We have a prize given out by the European Union for films from either EU member states or their Mediterranean neighbours. Two of the movies in this competition are Farha from Jordan and Lingui, The Sacred Bonds from Chad. They were co-funded by EU countries: Germany, France, Sweden and Belgium.
European support has its pros and cons. European backing for films coming from the Third World is a huge help for many filmmakers: almost all Egyptian and Arab filmmakers are trying to make edgy films that don't appeal to the commercial industry in their region. Without European organisations, their movies wouldn't happen.
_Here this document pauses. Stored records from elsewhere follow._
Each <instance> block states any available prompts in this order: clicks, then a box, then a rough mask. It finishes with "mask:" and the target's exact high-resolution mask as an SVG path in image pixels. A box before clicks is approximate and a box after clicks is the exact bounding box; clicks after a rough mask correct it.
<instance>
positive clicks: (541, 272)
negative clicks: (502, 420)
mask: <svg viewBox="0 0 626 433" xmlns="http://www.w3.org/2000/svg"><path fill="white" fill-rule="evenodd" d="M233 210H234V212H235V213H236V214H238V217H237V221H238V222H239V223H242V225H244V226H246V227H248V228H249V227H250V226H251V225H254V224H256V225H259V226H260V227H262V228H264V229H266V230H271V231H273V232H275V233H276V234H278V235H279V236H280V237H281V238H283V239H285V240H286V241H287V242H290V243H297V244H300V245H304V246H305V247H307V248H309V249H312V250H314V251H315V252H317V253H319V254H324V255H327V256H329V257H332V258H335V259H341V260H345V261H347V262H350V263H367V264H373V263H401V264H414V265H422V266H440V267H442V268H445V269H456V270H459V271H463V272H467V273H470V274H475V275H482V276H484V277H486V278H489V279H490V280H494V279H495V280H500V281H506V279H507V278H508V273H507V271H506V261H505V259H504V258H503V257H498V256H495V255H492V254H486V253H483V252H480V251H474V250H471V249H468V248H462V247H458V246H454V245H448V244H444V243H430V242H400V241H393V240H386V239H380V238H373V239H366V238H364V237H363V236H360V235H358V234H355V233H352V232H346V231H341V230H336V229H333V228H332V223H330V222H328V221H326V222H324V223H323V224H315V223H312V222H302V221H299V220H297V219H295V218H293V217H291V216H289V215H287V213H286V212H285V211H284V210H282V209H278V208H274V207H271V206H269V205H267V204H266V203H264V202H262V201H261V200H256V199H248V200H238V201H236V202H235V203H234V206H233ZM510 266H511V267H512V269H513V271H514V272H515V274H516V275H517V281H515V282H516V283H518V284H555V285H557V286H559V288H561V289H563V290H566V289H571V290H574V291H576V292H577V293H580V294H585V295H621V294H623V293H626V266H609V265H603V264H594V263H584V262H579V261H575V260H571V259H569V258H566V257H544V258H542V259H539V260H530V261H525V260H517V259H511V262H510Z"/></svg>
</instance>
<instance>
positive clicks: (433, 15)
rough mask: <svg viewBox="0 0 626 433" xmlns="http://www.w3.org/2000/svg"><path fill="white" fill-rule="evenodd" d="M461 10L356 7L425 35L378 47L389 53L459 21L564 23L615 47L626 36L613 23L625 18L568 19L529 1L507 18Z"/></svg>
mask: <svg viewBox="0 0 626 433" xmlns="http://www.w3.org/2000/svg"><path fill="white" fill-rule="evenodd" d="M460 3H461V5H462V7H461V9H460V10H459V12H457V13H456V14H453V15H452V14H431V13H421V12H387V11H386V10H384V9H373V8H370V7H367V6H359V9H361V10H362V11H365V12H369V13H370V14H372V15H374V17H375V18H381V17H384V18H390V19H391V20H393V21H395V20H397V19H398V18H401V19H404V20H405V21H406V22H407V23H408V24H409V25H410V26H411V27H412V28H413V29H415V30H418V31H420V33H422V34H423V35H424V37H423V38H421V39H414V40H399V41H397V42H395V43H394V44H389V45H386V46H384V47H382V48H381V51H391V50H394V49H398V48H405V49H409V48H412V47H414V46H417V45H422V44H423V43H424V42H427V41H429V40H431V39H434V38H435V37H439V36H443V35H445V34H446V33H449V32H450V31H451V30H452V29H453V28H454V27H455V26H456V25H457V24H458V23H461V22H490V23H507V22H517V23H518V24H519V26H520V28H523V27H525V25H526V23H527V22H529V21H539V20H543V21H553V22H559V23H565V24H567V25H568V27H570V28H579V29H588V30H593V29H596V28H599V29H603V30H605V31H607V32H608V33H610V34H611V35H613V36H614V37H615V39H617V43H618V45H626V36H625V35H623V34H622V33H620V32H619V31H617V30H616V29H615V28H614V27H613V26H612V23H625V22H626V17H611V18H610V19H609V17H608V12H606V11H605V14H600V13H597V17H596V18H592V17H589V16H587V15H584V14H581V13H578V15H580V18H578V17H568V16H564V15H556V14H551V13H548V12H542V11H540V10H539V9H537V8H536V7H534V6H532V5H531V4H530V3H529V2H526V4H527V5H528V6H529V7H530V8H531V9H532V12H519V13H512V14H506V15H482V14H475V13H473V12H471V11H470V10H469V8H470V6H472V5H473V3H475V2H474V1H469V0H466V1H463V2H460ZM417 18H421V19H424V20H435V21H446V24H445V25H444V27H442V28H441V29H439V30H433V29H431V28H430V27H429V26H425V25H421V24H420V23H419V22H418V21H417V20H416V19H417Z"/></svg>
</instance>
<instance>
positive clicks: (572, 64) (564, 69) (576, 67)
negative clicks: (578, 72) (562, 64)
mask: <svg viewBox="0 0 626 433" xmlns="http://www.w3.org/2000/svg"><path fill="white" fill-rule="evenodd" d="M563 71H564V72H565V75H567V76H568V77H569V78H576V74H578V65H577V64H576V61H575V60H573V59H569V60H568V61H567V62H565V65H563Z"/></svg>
On the other hand, having these support programmes available on a regular basis somehow moulds the way filmmakers think and select their ideas, based on whether they will be applying to a funding programme or an institution. When I am at Cannes, Berlin or another big European festival, and I go to watch a French or a German film, I always have open expectations. It could be a romance, a science fiction, anything, whereas when I go to watch a film from the Third World, in 90% of the cases, it will be related to a political or social issue because these stories find their way up north. It gives me a slightly bitter aftertaste. Somehow, there is a distinction between filmmakers on both sides: Europeans are free to express themselves the way they want to, while we are filmmakers and anthropologists.It's like taking a medication that has side effects.